Enjoy this post from former Obama faith staffer Michael Wear. Be sure to also read Ur's recent interview with Michael.


Today, partnership—a simple, benign idea in general—is perhaps one of the most counter-cultural concepts in practice. Division and polarization are now common themes in our lives. This is certainly true in our nation's Capitol, where our politics is too often characterized by seemingly institutionalized gridlock and partisanship that prevents action on the issues that matter most. However, if we are honest with ourselves, we know that this spirit is not just confined to Washington. In our culture, our media, even our relationships, we often find it easier to retreat to spaces that only reaffirm our existing beliefs, rather than sincerely seeking to understand the perspective of those with whom we may disagree.

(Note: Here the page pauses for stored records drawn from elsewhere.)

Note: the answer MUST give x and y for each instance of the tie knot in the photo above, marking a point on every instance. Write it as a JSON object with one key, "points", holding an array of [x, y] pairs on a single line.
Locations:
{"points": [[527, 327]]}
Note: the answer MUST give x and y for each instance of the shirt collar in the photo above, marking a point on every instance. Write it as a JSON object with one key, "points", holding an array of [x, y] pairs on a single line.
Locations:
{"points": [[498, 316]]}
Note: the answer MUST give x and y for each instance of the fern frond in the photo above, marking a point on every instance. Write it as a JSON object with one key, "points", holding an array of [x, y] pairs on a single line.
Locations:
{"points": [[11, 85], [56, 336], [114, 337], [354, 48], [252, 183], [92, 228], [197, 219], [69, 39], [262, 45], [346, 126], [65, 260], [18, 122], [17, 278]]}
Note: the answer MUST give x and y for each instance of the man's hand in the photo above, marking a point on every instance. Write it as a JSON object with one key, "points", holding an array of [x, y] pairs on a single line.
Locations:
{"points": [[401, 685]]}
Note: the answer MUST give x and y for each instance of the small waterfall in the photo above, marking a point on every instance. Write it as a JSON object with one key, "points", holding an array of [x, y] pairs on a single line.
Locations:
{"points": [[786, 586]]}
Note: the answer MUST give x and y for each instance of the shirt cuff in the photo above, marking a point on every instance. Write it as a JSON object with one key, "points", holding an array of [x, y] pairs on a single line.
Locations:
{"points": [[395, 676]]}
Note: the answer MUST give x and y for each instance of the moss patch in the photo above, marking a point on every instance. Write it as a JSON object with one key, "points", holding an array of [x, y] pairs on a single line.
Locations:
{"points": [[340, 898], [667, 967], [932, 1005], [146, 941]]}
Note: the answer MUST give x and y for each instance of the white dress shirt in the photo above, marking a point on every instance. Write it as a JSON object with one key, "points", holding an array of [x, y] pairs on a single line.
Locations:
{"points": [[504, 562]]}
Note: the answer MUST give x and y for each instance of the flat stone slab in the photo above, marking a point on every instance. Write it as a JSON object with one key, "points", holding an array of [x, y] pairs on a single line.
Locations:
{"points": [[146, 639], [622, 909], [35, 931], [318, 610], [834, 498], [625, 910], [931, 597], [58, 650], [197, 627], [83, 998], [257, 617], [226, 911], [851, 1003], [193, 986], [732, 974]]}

I served the President during a time of great change and challenge in this country, but I left with a greater sense of optimism and hope for our future than when I began. Through my work at The White House Office of Faith-based and Neighborhood Partnerships, I learned about the incredible power and potential of partnership.

There was little we didn't tackle in partnership with faith-based and non-profit groups: the global plague of human trafficking; nuclear disarmament through the New START agreement; strengthening fatherhood and promoting mentoring; supporting adoption; feeding hungry school-lunch kids through the summer vacation; coordinating relief efforts in natural disaster upon disaster; building a movement of students committed to service through the President's Interfaith Campus Community Service Challenge, and so many other pressing issues.

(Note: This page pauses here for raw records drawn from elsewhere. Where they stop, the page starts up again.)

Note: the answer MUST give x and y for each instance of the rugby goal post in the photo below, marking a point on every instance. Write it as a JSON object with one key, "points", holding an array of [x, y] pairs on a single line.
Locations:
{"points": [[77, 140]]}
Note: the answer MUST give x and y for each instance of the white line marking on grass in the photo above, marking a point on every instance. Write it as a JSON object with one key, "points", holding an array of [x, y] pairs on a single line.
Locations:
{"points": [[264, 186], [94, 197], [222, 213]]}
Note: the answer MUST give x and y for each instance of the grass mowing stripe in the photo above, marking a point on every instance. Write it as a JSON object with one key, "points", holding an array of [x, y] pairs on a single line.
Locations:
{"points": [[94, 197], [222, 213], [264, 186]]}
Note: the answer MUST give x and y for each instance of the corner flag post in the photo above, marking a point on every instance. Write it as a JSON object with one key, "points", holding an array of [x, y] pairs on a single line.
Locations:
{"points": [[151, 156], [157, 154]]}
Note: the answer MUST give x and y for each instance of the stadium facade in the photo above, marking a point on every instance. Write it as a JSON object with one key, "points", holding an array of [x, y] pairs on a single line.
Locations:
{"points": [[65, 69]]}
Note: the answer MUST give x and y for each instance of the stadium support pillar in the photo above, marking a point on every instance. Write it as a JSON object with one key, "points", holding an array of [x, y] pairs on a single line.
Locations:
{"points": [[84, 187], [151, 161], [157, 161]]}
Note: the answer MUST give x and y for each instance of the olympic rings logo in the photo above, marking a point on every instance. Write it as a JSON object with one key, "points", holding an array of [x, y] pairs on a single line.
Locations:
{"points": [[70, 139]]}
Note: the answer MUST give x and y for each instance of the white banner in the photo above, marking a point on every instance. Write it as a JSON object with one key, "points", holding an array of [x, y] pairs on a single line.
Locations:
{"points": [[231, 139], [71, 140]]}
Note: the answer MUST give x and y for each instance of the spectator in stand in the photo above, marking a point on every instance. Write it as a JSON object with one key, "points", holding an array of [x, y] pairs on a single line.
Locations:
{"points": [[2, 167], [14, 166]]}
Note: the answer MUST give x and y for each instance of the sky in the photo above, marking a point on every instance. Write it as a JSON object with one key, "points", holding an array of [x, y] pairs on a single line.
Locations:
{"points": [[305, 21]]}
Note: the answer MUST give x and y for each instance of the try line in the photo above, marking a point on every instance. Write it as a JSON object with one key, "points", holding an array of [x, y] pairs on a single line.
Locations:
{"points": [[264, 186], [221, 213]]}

One event each year was particularly meaningful to me as a picture of what is possible when Christians pursue genuine partnership: The White House Easter Prayer Breakfast.

The event is a new tradition created by President Obama to bring together religious leaders from across the country around Christianity's most important holiday. It was an unusual event in several ways. Perhaps most unique for Washington is that while most event guest lists are created through a process of cold political calculation, this event was instead about bringing together church leaders who were doing good in the world regardless of their political leanings or influence. Instead, in what may be unexpected for a President not known for talking regularly about his faith, the President typically opens the event with brief remarks reflecting on what Easter means to him (Last year he seemed particularly moved by Jesus' declaration that "I have overcome the world"), and then a handful of pastors lead those gathered in prayer.